Extra credit for hairy pits

01:01, Jul 07 2014
GOT HAIR? DON'T CARE: Students (left to right) Kurt Keller, Emily Dysart, KC Lindley and Grace Scale show the results of their body hair shaving project in a women and gender studies course taught by Breanne Fahs.

Female students at a university in the United States who have decided to let their body hair grow have been surprised by the strength of the reaction to the fluff in their armpits and on their legs.

Taking part in the hair-growth exercise earns students in the women and gender studies course at Arizona State University extra credits.

Female students participate by leaving their legs and underarms unshaved for the 10 weeks of the semester, while male students shave all body hair from the neck down.

"Many of my friends didn't want to work out next to me or hear about the assignment, and my mother was distraught at the idea that I would be getting married in a white dress with armpit hair," student Stephanie Robinson said.

"I also noticed the looks on faces of strangers and people around campus who seemed utterly disgusted by my body hair. It definitely made me realise that if you're not strictly adhering to socially prescribed gender roles, your body becomes a site for contestation and public opinion."

Student Grace Scale said she was surprised by the strong reactions some of her male friends showed during the 10 weeks. "One of my dearest friends - at the time - compared my underarm hair to 'the sludge in the bottom of the garbage can,' and continued on a rant about how growing body hair had a direct correlation to challenging men's authority and position in society."


Scale once dated a man who decided one evening to tell her about all the things he "hated" about her body, including the hair on various parts of it. "This was the first time that anyone had critiqued my body in such a way, and I didn't even have to think twice about the following breakup," she said.

Course teacher, associate professor Breanne Fahs, said there was no better way to learn about societal norms than to violate them and see how people reacted. The act of rebellion was not quite the same for male students as for the females.

Getting men to remove all hair below the neck for 10 weeks was labour-intensive and gave them some insight into what women went through, she said. But in any case it was not uncommon for men to engage in "manscaping", the removal of hair from some parts of their bodies.

Some male students came up with strategies to add a macho element to the project. "One guy did his shaving with a buck knife," Fahs said. "Male students tend to adopt the attitude of, 'I'm a man; I can do what I want'."

There was more of a tendency on the part of women who stopped shaving to be concerned about the reaction of their romantic partner. Men who shaved tended to focus more on what other men thought.

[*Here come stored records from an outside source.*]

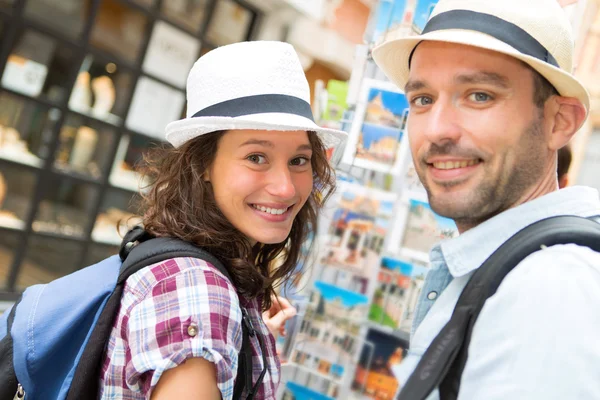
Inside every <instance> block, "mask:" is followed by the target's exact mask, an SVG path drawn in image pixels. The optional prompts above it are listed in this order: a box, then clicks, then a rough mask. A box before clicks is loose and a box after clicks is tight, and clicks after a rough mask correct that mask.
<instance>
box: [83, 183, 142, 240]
mask: <svg viewBox="0 0 600 400" xmlns="http://www.w3.org/2000/svg"><path fill="white" fill-rule="evenodd" d="M139 201H140V196H139V195H138V194H135V193H133V192H128V191H124V190H115V189H112V190H108V191H107V192H106V195H105V197H104V201H103V202H102V207H101V209H100V213H99V214H98V217H97V218H96V223H95V225H94V230H93V232H92V239H93V240H94V241H95V242H98V243H106V244H111V245H116V246H118V245H119V244H121V240H122V239H123V236H124V235H125V234H126V233H127V230H128V229H129V228H131V227H133V226H134V225H139V224H141V219H140V218H139V217H138V216H137V215H136V212H137V211H138V206H139ZM117 227H118V229H119V230H117Z"/></svg>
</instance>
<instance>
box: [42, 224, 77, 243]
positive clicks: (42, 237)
mask: <svg viewBox="0 0 600 400" xmlns="http://www.w3.org/2000/svg"><path fill="white" fill-rule="evenodd" d="M37 227H38V229H39V226H37ZM33 231H34V232H35V235H36V236H39V237H42V238H50V239H59V240H66V241H69V242H77V243H82V242H85V240H86V239H85V238H84V237H83V236H75V235H70V234H68V233H59V232H51V231H49V230H36V222H34V223H33Z"/></svg>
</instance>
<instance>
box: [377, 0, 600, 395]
mask: <svg viewBox="0 0 600 400" xmlns="http://www.w3.org/2000/svg"><path fill="white" fill-rule="evenodd" d="M571 38H572V34H571V29H570V25H569V21H568V19H567V17H566V16H565V15H564V13H563V11H562V9H561V8H560V6H559V5H558V3H557V1H556V0H527V1H522V0H502V1H492V0H440V1H439V3H438V5H437V6H436V8H435V9H434V11H433V13H432V16H431V17H430V20H429V22H428V23H427V26H426V27H425V29H424V31H423V33H422V34H421V35H420V36H416V37H408V38H407V37H404V38H388V39H387V41H386V42H384V43H382V44H381V45H380V46H378V47H377V48H375V49H374V51H373V57H374V59H375V61H376V62H377V64H378V65H379V67H380V68H382V70H383V71H384V72H385V73H386V74H387V76H388V77H389V78H390V79H391V80H392V81H393V82H395V83H396V84H397V85H399V86H400V87H401V88H403V89H405V91H406V96H407V98H408V100H409V103H410V113H409V119H408V135H409V139H410V146H411V152H412V157H413V159H414V163H415V167H416V170H417V173H418V175H419V178H420V180H421V181H422V183H423V185H424V186H425V188H426V189H427V193H428V197H429V202H430V204H431V207H432V208H433V210H435V211H436V212H437V213H438V214H440V215H443V216H446V217H449V218H452V219H453V220H454V221H455V222H456V225H457V227H458V229H459V231H460V233H461V235H460V236H459V237H457V238H454V239H451V240H448V241H444V242H442V243H440V244H438V245H437V246H436V247H434V248H433V249H432V251H431V254H430V257H431V270H430V272H429V274H428V276H427V279H426V283H425V286H424V288H423V293H422V295H421V298H420V301H419V305H418V307H417V309H416V312H415V318H414V326H413V330H412V333H411V334H412V335H411V336H412V337H411V349H410V351H409V354H408V355H407V357H406V359H405V361H404V362H403V363H402V364H401V365H400V367H398V368H397V370H396V373H397V377H398V378H399V380H400V382H401V384H402V383H404V382H406V379H407V378H408V376H410V374H411V372H412V371H413V370H414V368H415V366H416V365H417V363H418V362H419V360H420V358H421V356H422V355H423V353H424V352H425V351H426V350H427V348H428V346H429V345H430V344H431V342H432V340H433V339H434V338H435V337H436V335H437V334H438V333H439V331H440V330H441V328H442V327H443V326H444V325H445V324H446V323H447V322H448V320H449V318H450V316H451V314H452V312H453V309H454V306H455V304H456V301H457V299H458V297H459V295H460V293H461V292H462V290H463V288H464V286H465V284H466V283H467V281H468V280H469V278H470V277H471V276H472V275H473V272H474V271H475V270H477V269H478V268H479V267H480V266H481V264H482V263H483V262H484V261H485V260H486V259H487V258H488V257H489V256H490V255H491V254H492V253H493V252H494V251H495V250H496V249H498V248H499V247H500V246H501V245H502V244H503V243H504V242H505V241H506V240H508V239H509V238H510V237H511V236H513V235H514V234H515V233H516V232H518V231H519V230H521V229H522V228H524V227H526V226H527V225H530V224H531V223H533V222H536V221H538V220H541V219H544V218H547V217H550V216H555V215H563V214H574V215H579V216H583V217H591V216H597V215H600V201H599V199H598V193H597V191H595V190H593V189H590V188H584V187H573V188H567V189H565V190H561V191H558V183H557V172H556V171H557V164H556V162H557V161H556V160H557V151H558V149H560V148H561V147H563V146H564V145H566V144H567V143H568V141H569V140H570V139H571V137H572V136H573V135H574V134H575V133H576V132H577V131H578V129H579V128H580V127H581V126H582V124H583V123H584V121H585V119H586V116H587V115H586V114H587V110H588V109H589V99H588V94H587V92H586V90H585V89H584V88H583V86H582V85H581V83H579V82H578V81H577V80H576V79H575V78H574V77H573V76H572V75H571V68H572V63H573V60H572V50H573V43H572V39H571ZM599 332H600V255H599V254H597V253H595V252H593V251H591V250H590V249H588V248H584V247H580V246H576V245H562V246H553V247H549V248H546V249H544V250H540V251H538V252H536V253H534V254H532V255H531V256H529V257H527V258H526V259H525V260H524V261H523V262H521V263H520V264H519V265H518V266H517V267H516V268H515V269H514V270H513V271H512V272H511V273H510V274H509V275H508V276H507V277H506V278H505V279H504V281H503V282H502V284H501V286H500V287H499V289H498V291H497V292H496V294H495V295H494V296H492V297H491V298H490V299H488V301H487V302H486V304H485V306H484V308H483V310H482V312H481V314H480V315H479V319H478V320H477V323H476V324H475V327H474V330H473V335H472V337H471V342H470V345H469V357H468V360H467V364H466V366H465V369H464V373H463V375H462V380H461V386H460V392H459V399H460V400H520V399H526V400H537V399H540V400H541V399H544V400H548V399H557V400H558V399H560V400H567V399H568V400H572V399H573V400H574V399H600V339H599ZM437 398H439V395H438V392H437V391H436V392H434V393H433V394H432V395H431V396H430V399H437ZM408 400H411V399H408Z"/></svg>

Male participant Kurt Keller said shaving was an expectation partners could place on each other because of personal taste.

"However, just because a boyfriend or girlfriend pressures you to shave, it must be your own decision. I really hope that people, including myself, can treat our bodies with respect, regardless of relationship expectations. If your partner expects you to do something that feels unnatural, at that point there needs to be a separation, or at least a discussion."